Handling toxic chemical need safety controls

Consumers’ Association of Penang (CAP) views with concern the incident in Shah Alam where 31 students of a school there fell ill and had breathing difficulties – apparently following the release of a toxic chemical known as ethyl mercaptan.

Exposure to ethyl mercaptan can cause headaches, weakness, fatigue, nausea, lack of coordination and irritation of the mucous membranes. Children are naturally more vulnerable.

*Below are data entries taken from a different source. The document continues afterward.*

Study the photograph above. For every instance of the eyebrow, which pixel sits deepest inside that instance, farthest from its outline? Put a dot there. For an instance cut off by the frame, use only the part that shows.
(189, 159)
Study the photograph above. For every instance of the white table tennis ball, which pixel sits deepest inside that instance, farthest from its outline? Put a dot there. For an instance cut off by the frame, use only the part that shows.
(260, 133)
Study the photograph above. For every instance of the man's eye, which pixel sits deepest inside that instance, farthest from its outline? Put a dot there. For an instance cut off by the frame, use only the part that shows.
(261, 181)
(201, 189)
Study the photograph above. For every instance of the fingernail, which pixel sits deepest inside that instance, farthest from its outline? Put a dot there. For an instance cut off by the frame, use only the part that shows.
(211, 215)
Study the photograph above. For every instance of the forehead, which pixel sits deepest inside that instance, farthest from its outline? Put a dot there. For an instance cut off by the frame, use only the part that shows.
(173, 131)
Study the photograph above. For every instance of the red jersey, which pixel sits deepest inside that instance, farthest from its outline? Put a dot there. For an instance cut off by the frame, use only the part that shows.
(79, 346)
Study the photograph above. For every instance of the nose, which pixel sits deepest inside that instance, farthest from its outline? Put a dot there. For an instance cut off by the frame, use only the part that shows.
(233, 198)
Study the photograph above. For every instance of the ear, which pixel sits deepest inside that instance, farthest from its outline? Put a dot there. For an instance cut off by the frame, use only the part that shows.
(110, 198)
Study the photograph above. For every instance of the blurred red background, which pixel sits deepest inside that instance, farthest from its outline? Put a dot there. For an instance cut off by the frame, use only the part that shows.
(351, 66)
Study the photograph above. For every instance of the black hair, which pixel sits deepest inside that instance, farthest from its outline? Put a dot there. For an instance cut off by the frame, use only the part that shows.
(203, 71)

Petronas Gas Shah Alam area manager, Mohd Isa Adam, was quoted in the press stating that there was no gas leak but that this chemical used to odourise natural gas, was released during a routine service check at the station.

The police and Fire & Rescue Department staff had to cordon off the road leading to the station during the cleaning-up operations, while workers from Kualiti Alam sealed several drums believed to contain the chemical.

Firstly, is a gas station supposed to be so close to a school to the extent that children can be adversely affected by its chemical operations? Secondly, were safety measures followed, and if so, why did this “accident” happen – requiring young children to be sent to hospital and a road to be cordoned off for clean-up, and for drums to be sealed?

According to the Guidelines of the US National Institute for Occupational Safety & Health and the Centers for Disease Control, during ethyl mercaptan operations as a fuel gas odourant, the recommended safety controls include “process enclosure” and “general dilution ventilation”.

Workers handling this chemical also have to be protected with a prior thorough baseline health status evaluation and regular medical surveillance for any anticipated occupational risks.

CAP calls on management of PETRONAS, the Department of Environment (DOE) authorities and also Department of Occupational Safety and Health (DOSH) authorities to throw more light on the circumstances surrounding this mishap and the measures taken nationwide to prevent any repeat occurrences.